Internet-Drafts are draft documents valid for a maximum of six months and may be updated, replaced, or obsoleted by other documents at any time. It is inappropriate to use Internet-Drafts as reference material or to cite them other than as "work in progress."
This Internet-Draft will expire on August 23, 2019.
Copyright (c) 2019 IETF Trust and the persons identified as the document authors. All rights reserved.
This document is subject to BCP 78 and the IETF Trust's Legal Provisions Relating to IETF Documents (https://trustee.ietf.org/license-info) in effect on the date of publication of this document. Please review these documents carefully, as they describe your rights and restrictions with respect to this document. Code Components extracted from this document must include Simplified BSD License text as described in Section 4.e of the Trust Legal Provisions and are provided without warranty as described in the Simplified BSD License.

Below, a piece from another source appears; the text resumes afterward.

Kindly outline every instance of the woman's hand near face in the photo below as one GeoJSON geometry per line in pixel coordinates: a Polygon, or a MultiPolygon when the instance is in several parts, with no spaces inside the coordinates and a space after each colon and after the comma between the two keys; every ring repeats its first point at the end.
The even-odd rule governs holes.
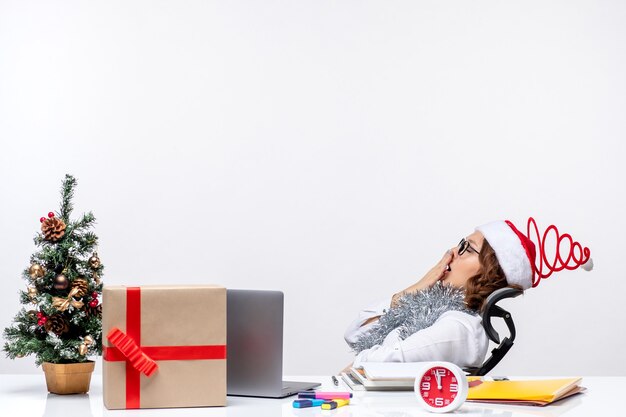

Many DPI solutions use SNI information as a criterion to filter connection to various sites. Though Encrypted SNI makes impossible to read the SNI value, there is information that absence of SNI looks suspicious itself and all communications are blocked.
This specification introduces a way to provide a value of SNI treated by TLS server as an alias to one of the names known by server but not matching the possibly suspicious hostname.
The solution specified in this document is inspired by the design of Encrypted SNI.
The provider publishes a name matching the target name to be provided in the clear text. This document defines a publication mechanism using DNS, but other mechanisms are also possible.
When a client wants to establish a TLS connection to a domain served by a Fake SNI-supporting provider, it replaces the value in "server_name" extension in the ClientHello with the value obtained by transport. The provider can then find out the desired name from its configuration and either establish the connection with the desired host or reject it.
Fake SNI information is published in DNS via TXT RR. For example, the Fake SNI record for domain example.com may look like
_fakesni.example.com. 60S IN TXT "myfakerecord.com IP"
where IP address may be omitted. If present, it MUST match an IP address specified in A/AAAA record for the domain.
Value specified in the Fake SNI RR MUST NOT match any hostname available for the IP address it is valid for.
On receiveing the value of known Fake SNI in the TLS ClientHello server MUST return the certificate matching the original hostname. Otherwise server SHOULD abort the connection.
Client MAY use the Fake SNI record as fallback if connecting using ESNI is blocked. In this case client initiates normal TLS connection specifying the value from Fake SNI record in the server_name extension. If the certificate received from server does not match the original hostname, the client MUST abort the connection. Otherwise the client MUST follow the normal process of TLS handshake.